We all need a healthy dose of narcissism, of self-regard and self-love. We do, and should, seek to nurture self-worth in our children and colleagues. We need to have a sense that we matter, and we need to lean in and participate in the world by fostering new, meaningful connections. Given that the world will never be less connected, social and transparent, and that therefore we will never be less exposed, now is the time to reread the myth of Narcissus so we can avoid his fate - and leverage, rather than squander, the value social media offers.
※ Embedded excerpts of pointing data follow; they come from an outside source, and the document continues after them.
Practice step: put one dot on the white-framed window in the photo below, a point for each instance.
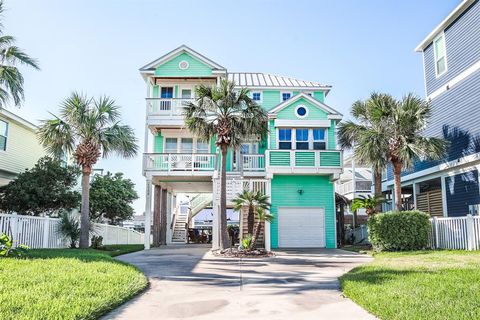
(285, 95)
(319, 140)
(3, 135)
(440, 54)
(301, 139)
(257, 96)
(285, 138)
According to the myth, the handsome young Narcissus was celebrated for his beauty. Although he attracted numerous admirers, he arrogantly spurned all of them. One of these spurned admirers prayed to a goddess for revenge, and the goddess too found Narcissus' self-love and arrogance overly extreme. She caused young Narcissus to become deeply infatuated with his own reflection in a pool. Eventually, he wasted away and transformed into the flower that bears his name.

Narcissus' problem was not the degree of self-regard he had, but the object of his self-regard: his image, reflected (and refracted) in the lake. Too many of us are committing the same costly mistake. We're curating social media images of ourselves. These blemish-free, idealized avatars are every bit as refracted as Narcissus' lake-dwelling alter ego. We sail further and further away from our true selves each time we polish or profiles, stretch our online resumes, or slap flattering Instagram filters on our pictures.
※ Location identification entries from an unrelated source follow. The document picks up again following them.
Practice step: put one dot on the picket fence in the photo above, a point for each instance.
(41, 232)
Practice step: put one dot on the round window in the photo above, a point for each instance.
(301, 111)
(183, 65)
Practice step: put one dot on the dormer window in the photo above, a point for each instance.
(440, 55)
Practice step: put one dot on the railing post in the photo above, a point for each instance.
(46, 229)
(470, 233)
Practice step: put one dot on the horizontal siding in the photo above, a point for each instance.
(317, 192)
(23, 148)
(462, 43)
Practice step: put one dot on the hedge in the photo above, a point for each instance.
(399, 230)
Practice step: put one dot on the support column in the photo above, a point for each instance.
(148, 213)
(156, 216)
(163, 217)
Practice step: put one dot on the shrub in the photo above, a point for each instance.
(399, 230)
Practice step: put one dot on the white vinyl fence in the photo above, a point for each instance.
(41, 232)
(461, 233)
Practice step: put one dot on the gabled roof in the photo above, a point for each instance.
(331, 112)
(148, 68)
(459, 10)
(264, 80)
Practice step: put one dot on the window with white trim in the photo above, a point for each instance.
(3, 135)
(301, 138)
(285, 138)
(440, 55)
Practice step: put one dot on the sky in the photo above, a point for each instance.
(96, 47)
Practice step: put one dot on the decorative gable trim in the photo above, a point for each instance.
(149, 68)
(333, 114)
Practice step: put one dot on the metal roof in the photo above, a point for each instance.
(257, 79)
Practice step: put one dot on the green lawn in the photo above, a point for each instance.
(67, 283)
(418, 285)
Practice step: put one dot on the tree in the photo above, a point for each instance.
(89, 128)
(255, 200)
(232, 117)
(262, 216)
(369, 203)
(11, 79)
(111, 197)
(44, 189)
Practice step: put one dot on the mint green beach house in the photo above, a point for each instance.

We've traded up from conspicuous consumption to conspicuous expression. Rather than buying more cashmere sweaters or luxury cars than our neighbors, people are actually buying social media followers!

Our social media misuse represents a dangerous irony. Social media platforms and their underlying technologies are erasing boundaries between our personal and business selves, between what is internal and external to a company, and even between competitors and partners. Yet by creating social media images that are distinct from our true selves, we are trying to force a duality - our authentic selves and our social media images - onto a platform that is eliminating the need, if not the possibility, for this division. Whether in person or online, what matters now is not the quantity of our connections, but their quality. And you can't forge deep, meaningful, mutually beneficial connections through an inauthentic avatar. Here's why:

  1. It's exhausting: It takes a tremendous amount of work to be two people, or two companies. In fact, it's impossible to do this without one of our "selves" suffering from lack of attention. The more time we spend artificially strengthening our virtual images the weaker our true character becomes.
  2. It's transparent: Everyone can see when we're putting forth a false image. We like to think of our social media profile as a mirror, an image that shows how rosy our lives are. In reality, it's a two-way mirror: everyone in the world can see and know when our true selves and our virtual images are inconsistent. And that inconsistency remains part of our permanent digital records.
  3. Its scoring system doesn't add up: Social media users carefully track the number of their connections, "likes" and followers as a way to measure their success - just as conspicuous consumers keep score of their purchases. But the scoring system has changed; our success and happiness hinge on quality and depth, not quantity. The quality of our relationships hinges on the meaning and depth we derive from authentically connecting with others.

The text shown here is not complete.